Lobb, Stephen (DNB00)
|←Lobb, Emmanuel||Dictionary of National Biography, 1885-1900, Volume 34
LOBB, STEPHEN (d. 1699), nonconformist divine, was the son of Richard Lobb, M.P., of Liskeard, Mill Park, Warleggan, and Tremathick, St. Neots, Cornwall. In 1681 he settled in London as pastor of the independent congregation in Fetter Lane. He was accused of being concerned in the Rye House plot, and with another minister named Casteers arrested in Essex and committed to prison in August 1683 (Luttrell, Relation of State Affairs, 1857, i. 273, 275). After James II had issued his declaration for liberty of conscience (4 April 1687), Lobb was one of the ministers selected by the independents to present an address of thanks to him. His frequent attendance at court, for which he was sometimes called the 'Jacobite Independent,' led the church party to accuse him of promoting a repeal of the Test Act. When on 23 Sept. 1688 Grocers' Hall was opened by the lord major, Lobb preached the sermon (ib. i. 462). In 1694 he was chosen to fill one of the vacancies, occasioned by the exclusion of Daniel Williams, among the lecturers at the Pinners' Hall. He died on 3 June 1699. By the daughter of Theophilus Polwhele, nonconformist minister at Tiverton, Devonshire, he had three sons, Stephen (d. 1720), who conformed and became chaplain of Penzance Chapel, Cornwall, and vicar of Milton Abbot, Devonshire; Theophilus [q. v.]; and Samuel (d. 1760), who also conformed and obtained the rectory of Farleigh, Hungerford, Wiltshire. Mrs. Lobb died in 1691.

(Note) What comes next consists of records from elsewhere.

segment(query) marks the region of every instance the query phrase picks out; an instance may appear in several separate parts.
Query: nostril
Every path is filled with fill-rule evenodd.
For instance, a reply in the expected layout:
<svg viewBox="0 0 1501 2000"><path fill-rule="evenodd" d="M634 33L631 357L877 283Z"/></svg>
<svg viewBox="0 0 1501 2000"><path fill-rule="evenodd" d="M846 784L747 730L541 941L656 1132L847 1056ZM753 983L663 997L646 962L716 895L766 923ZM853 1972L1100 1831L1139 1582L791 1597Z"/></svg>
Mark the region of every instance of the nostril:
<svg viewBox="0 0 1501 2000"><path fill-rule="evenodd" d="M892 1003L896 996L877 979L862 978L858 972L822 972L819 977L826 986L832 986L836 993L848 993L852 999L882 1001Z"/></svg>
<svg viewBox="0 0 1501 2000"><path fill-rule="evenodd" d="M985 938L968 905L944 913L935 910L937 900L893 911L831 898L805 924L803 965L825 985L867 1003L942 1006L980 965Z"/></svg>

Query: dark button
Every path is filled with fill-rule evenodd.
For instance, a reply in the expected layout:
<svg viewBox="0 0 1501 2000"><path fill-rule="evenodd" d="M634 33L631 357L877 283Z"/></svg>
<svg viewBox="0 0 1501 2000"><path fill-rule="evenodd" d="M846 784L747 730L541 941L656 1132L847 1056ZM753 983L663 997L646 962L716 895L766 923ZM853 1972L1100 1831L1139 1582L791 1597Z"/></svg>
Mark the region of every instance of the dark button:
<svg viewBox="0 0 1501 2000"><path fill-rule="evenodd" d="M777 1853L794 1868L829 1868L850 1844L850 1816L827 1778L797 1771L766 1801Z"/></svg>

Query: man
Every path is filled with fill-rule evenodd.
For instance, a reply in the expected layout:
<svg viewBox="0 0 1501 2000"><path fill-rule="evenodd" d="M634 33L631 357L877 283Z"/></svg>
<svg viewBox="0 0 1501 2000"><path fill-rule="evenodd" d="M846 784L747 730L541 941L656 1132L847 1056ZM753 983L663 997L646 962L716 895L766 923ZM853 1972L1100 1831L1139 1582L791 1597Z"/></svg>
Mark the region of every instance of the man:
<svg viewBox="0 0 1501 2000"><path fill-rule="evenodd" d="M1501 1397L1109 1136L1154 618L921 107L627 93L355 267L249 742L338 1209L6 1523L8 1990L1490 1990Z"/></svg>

In conjunction with John Humfrey [q. v.] Lobb wrote in 1680 an 'Answer ... by some Nonconformists ' to a sermon preached by Dr. Edward Stillingfleet on the mischief of separation. Stillingfleet replied the same year in ' The Charge of Schism Renewed.' Lobb and Humfrey thereupon retorted with a 'Reply to the Defence of Dr. Stillingfleet,'
Lobb took a prominent part in the controversy between the presbyterian and independent denominations occasioned by the republication of Tobias Crisp's 'Works' with 'Additions' in 1690. To counteract what he considered to be Crisp's erroneous doctrine, Daniel Williams published in 1695 'A Defence of Gospel Truth.' Lobb joined issue with Williams in 'A Peceable Enquiry into the nature of the present controversie among our United Brethren about Justification,' pt. i. 8vo. London, 1693. Williams having briefly replied, Lobb published 'A Vindication of the Doctor, and myself' 4to, London, 1695. Lobb next wrote 'A Report of the present state of the differences in Doctrinals between some Dissenting Ministers in London,' 8vo, London, 1697. This was answered during the same year by Vincent Alsop in 'A Faithful Rebuke to a False Report.' Lobb rejoined with a 'Defence' of his 'Report' and 'Remarks' on Alsop's 'Rebuke' which was in turn castigated by Williams in 'The Answer to the Report,' &c., 1698. At length Lobb sent forth 'An Appeal to Dr. Stillingfleet and Dr. Edwards concerning Christ's Satisfaction,' 8vo, London, 1698, in which he insinuated that Williams and Richard Baxter favoured Socinianism. Stillingfleet in his admirable reply intimated that the dispute in his opinion was idle and profitless. Lobb, however, still pursued the controversy in 'A further Defence' of his ' Appeal,' and it was closed by Williams in a pamphlet called 'An End to Discord.' An anonymous disciple of Baxter disposed of Lobb's accusation in 'A Plea for the late Mr. Baxter,' 1699.
Lobb left a manuscript diary, which passed on his death into the possession of his son Theophilus.[Wilson's Dissenting Churches, ii. 262, iii. 436-46; Thomas Goodwin's Funeral Sermon; Bogue'a Hist. of Dissenters, i. 399; A Dreadful Oration delivered by that surely afflicted Saint, Stephen Lobb, 1683; Boase and Courtney's Bibl. Cornub.; Boase's Collectanea Cornub. col. 505; will of his brother, Richard Lobb, reg. in P. C. C. 126, ecc.]